AMONG THE BILLS Congress is considering and that it may, in the rush of activity at the end of the session pass, is one that would almost surely raise the price of a commodity many citizens consider as American as apple pie: beer. The bill is the Malt Beverage Interbrand Competition Act (yes, that's really what they call it), and its purpose is to allow beer producers to agree to give their wholesalers exclusive rights to sell their brands in a particular territory. Its chief backers are the National Beer Wholesalers Association and its political action committee which is called, truly, SIXPAC.

That seems to us -- and, more relevant, to the Justice Department and the Federal Trade Commission as well -- to be an unwarranted exemption from the antitrust laws. It's illegal generally for firms that would otherwise be competitors to agree not to compete in a particular market. The reason is fairly obvious: each firm could charge what it pleased in that market. Backers of the SIXPAC bill argue that that would not be the case here, and they are partially right -- but only partially. It is true that a wholesaler with exclusive rights to sell Budweiser, for example, in the Washington market would not charge too much, or he would lose sales to the wholesaler with exclusive rights to sell, say, Miller. And there could still be keen competition between wholesalers handling different brands in servicing bars and restaurants. But price competition would to some extent be dampened. Beer producers like Miller and Budweiser advertise their brands heavily, and many consumers have a strong preference for a particular brand of beer. Beer wholesalers with exclusive rights to provide such consumers with beer will be able to charge more than they would if they had competition.
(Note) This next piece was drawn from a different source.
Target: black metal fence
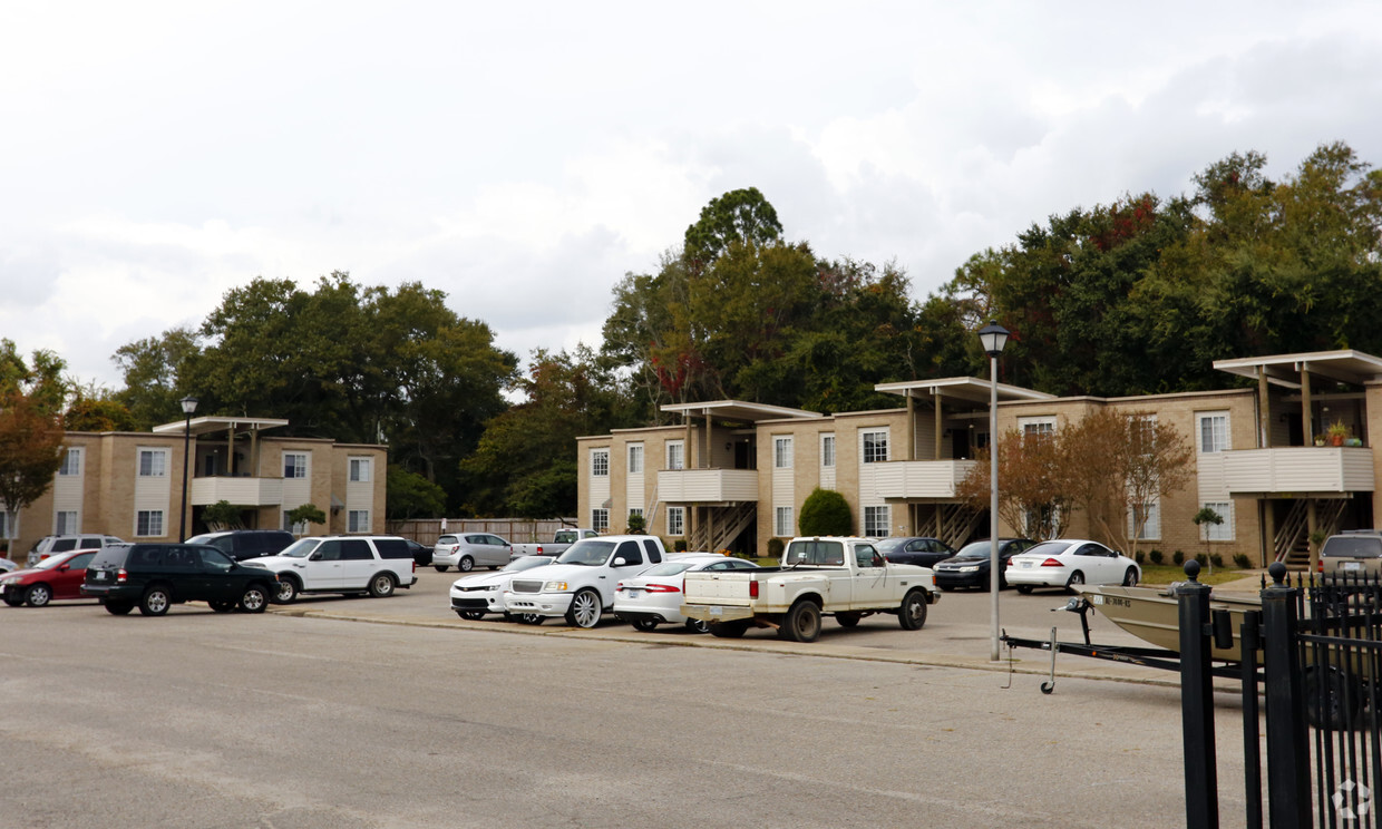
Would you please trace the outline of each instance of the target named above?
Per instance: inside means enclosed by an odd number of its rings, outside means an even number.
[[[1211,642],[1233,647],[1237,633],[1244,823],[1265,825],[1265,794],[1273,829],[1382,826],[1382,584],[1299,576],[1291,584],[1277,564],[1260,613],[1234,616],[1213,607],[1195,568],[1186,572],[1191,582],[1177,589],[1186,825],[1219,825]]]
The wholesaling of alcoholic beverages is already a business tightly regulated by the states, and rightly so. In many states it is a business difficult to enter. That is all the more reason, we think, not to allow division of territory between wholesalers. Advocates of the SIXPAC bill argue that Congress has already passed a bill allowing division of territory between soft-drink wholesalers; this was a measure passed after the FTC threatened a marketing arrangement that had prevailed in the soft-drink industry throughout the 20th century. But the fact that anti-competitive agreements were tolerated a long time in one business was not a good argument for legalizing them in that business and is certainly not a good reason to extend that principle to another business, one in which such territorial divisions have been illegal in most states.

Unfortunately, 278 members cosponsored the SIXPAC bill introduced by Rep. Jack Brooks (D- Tex.) in the House, and 65 members cosponsored the same bill introduced by Sens. William Proxmire (D-Wis.) and Robert Kasten (R-Wis.) in the Senate -- majorities in both houses, but numbers short in each case of the two-thirds needed to override a presidential veto. We hope that the strong opposition from the Justice Department means that President Reagan will indeed veto the SIXPAC bill if it is passed, and that this will not be one of those anti- competitive laws a smart lobby slips through while ordinary citizens are not paying close attention.